Ideas for Post-Reading and Assessment

  • English: Miner Reflection Essay. Have students write a diary entry from the perspective of a miner who just arrived home from Mother Jones’s speech. In their responses, students should address 1) how the miner reacted to Jones’s shifts in audience, as well as her sarcasm and insults (RL.11-12.6); 2) in what ways Jones’s narrative agitated the miner to act (RL.11-12.3); and 3) what the miner believes Jones hoped to accomplish through her speech (RI.11-12.6). Throughout, students should be clear about what Jones explicitly said and what the miner inferred (RI.11-12.1).
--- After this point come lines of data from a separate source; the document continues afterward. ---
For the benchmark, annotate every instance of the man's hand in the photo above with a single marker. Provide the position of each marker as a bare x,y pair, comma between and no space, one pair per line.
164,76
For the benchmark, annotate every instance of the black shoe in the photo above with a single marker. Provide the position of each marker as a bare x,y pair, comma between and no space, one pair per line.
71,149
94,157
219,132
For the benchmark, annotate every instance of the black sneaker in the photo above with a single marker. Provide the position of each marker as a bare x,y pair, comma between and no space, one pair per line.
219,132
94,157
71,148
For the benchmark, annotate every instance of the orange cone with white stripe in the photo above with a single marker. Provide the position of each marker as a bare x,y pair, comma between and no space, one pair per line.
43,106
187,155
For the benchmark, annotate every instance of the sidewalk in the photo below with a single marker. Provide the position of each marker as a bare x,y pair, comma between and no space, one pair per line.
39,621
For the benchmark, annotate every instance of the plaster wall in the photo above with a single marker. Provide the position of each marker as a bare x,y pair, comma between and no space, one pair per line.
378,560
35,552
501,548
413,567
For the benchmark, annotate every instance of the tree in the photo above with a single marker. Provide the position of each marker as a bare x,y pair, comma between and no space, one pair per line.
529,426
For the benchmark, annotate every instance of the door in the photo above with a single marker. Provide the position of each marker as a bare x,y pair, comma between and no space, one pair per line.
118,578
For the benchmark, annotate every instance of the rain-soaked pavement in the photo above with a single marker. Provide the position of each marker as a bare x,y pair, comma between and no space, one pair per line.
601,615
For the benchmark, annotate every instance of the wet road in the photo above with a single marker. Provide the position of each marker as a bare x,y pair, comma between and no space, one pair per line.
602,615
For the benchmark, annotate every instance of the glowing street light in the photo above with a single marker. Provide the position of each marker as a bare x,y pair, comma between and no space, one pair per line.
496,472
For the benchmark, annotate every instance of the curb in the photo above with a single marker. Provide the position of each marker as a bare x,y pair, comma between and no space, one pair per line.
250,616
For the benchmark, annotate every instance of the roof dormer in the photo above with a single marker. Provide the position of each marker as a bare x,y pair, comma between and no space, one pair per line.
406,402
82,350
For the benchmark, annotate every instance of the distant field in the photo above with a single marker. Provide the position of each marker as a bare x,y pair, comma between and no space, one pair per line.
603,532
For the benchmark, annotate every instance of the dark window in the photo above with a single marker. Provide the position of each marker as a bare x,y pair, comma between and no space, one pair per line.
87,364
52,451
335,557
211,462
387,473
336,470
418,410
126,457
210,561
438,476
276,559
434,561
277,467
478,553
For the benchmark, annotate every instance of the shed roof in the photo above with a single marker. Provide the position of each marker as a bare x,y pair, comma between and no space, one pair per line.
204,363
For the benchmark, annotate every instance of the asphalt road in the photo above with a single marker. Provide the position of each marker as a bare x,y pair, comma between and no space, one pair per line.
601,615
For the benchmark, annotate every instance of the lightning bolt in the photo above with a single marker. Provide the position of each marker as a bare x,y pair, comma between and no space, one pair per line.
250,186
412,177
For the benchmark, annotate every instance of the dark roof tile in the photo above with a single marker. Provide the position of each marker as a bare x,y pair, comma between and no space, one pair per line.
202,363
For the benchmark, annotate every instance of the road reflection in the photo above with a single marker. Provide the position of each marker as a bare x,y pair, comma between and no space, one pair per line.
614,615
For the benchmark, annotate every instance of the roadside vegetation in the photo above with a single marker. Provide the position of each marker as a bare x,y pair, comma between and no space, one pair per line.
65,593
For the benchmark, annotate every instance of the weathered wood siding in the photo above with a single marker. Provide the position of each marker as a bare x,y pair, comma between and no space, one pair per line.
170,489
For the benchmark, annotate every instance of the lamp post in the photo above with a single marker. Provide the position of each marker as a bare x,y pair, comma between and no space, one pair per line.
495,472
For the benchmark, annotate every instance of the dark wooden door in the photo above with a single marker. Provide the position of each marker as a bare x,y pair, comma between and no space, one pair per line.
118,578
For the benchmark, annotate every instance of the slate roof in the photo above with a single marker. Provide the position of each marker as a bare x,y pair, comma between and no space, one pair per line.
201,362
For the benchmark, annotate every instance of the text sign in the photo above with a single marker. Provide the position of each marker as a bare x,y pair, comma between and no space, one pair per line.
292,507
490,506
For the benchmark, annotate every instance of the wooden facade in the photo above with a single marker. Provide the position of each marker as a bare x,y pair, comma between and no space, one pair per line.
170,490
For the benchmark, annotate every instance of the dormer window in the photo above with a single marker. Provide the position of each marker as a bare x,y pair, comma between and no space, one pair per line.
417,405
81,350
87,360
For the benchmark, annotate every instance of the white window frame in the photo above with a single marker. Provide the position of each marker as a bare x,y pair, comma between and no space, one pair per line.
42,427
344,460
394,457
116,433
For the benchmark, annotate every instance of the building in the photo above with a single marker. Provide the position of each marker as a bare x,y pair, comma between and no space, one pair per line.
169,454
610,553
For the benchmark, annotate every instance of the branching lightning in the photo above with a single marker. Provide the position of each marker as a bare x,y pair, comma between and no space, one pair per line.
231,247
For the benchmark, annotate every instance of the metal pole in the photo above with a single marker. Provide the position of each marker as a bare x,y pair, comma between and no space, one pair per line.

  • History: The Political Aftermath. Following the strike, the labor-friendly Henry D. Hatfield became Governor. He released Mother Jones from prison and visited the coal mines to examine the conditions there. Place students in groups and have them craft a series of legislative proposals that Governor Hatfield might make to improve mining conditions. Evaluate students on how well their proposals capture the challenges facing workers in the Progressive Era. Students can then analyze Hatfield’s Inaugural Address to see how their legislative proposals match up with the Governor’s.